Johnny Hollman’s family has a rule: Always call a family member during an encounter with police.
That’s exactly what Hollman did Thursday night after officials said he was involved in a car wreck in southwest Atlanta. Police responded to the scene and Hollman quickly called his daughter, 47-year-old Arnitra Fallins, who told The Atlanta Journal-Constitution that she listened in on the incident between her father and officers as she drove to the scene to help.
“...He was saying, he couldn’t breathe. He was like, ‘I can’t breathe! I can’t breathe!’” she recounted the phone call Friday afternoon, less than 24 hours after Hollman died.
The GBI has opened an investigation into an Atlanta police officer’s use of force after the 62-year-old man became unresponsive while being taken into custody and later died at the hospital.
The police department requested an independent investigation Friday into the death, the GBI said in a statement. The state agency said Hollman and the arresting officer were involved in a physical struggle, but Hollman’s official cause of death has not been determined.
“The Atlanta Police Department has opened an internal investigation into the incident and the officer has been placed on administrative leave, as is standard policy,” a spokesman for the department said.

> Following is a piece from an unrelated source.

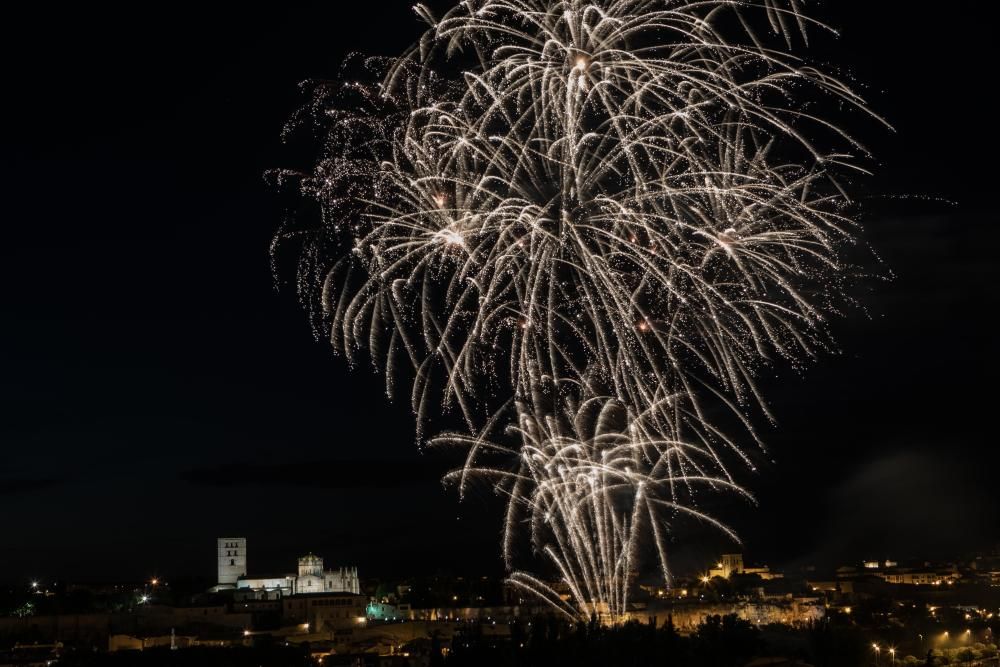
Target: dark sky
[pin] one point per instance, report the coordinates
(156, 391)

According to the initial investigation, police responded to the car crash at the intersection of Joseph E. Lowery Boulevard and Cunningham Place around 11:20 p.m. Hollman was about two minutes from his front door when the incident happened. He was driving home, chatting with his ex-wife on the phone after picking up chicken and apple pie from a gas station nearby, Fallins said.
“(My mother) said she heard him holler and he’s like, ‘Someone hit my (expletive) car.’ She said he jumped out of the car and the phone was going dead. So she was like, ‘OK, he’ll probably call me back,’” Fallins recounted her mother saying.
She waited for that call back, but it never came. Fallins was the person Hollman called instead. She rushed to the crash location in hopes of helping her father, who she said she could hear repeatedly yelling, “Help me! Help me!”
Hollman was determined to be the at-fault driver and became agitated when officers tried to issue him a traffic citation, Atlanta police stated. The GBI added that he “became non-compliant” and an officer tried to take him into custody. The man and the officer got into a physical struggle as Hollman refused to follow the officer’s commands, and the state agency said an officer used a Taser on him.
According to police, a witness then helped the officer put Hollman in handcuffs. The GBI said it was at that point investigators “determined that Hollman had become unresponsive.”
It took 17 minutes for Fallins to get to the scene, she said, and at that point authorities were already trying to resuscitate her father. She said she remembers seeing him on the ground surrounded by emergency medical personnel before he was taken to Grady Memorial Hospital, where he died.
Officials did not provide other details about the struggle and did not specify if Hollman suffered any injuries as a result. Fallins said she briefly got to see her father in the hospital. Holding back tears, she said her father was visibly injured.
“Some kind of injuries happened at some point. We don’t know what happened,” Fallins said, adding that “you could see he was looking swole. He wasn’t even that big, but he looked swole. And he looked bruised in his face.”
For the past 40 years, Hollman had been involved with the Lively Stones of God Ministries, which meets at the C.A. Scott Recreation Center on Martin Luther King Jr. Drive. He had also served as the chairman of deacons for 15 years.
As a father of five, a grandfather to 22 children, and a great-grandfather to others, he was always trying to catch up with his family. Fallins said he often recited the line, “My bad days are always good compared to somebody else’s.”
The Fulton County Medical Examiner’s Office will conduct an autopsy. Once the investigation is complete, the results will be turned over to the Atlanta Judicial Circuit’s District Attorney’s Office for review.
The GBI is asking the public for any details that could help determine the circumstances around Hollman’s death.
“We just want justice for our dad. My siblings and myself are just going through it because my dad called all of us, he called every last one of us yesterday,” Fallins said.
Anyone with information is asked to contact the GBI regional investigative office in Conyers at 706-388-5019. Anonymous tips can also be submitted by calling 1-800-597-TIPS (8477), by visiting the GBI’s tip website or by downloading the See Something, Send Something mobile app.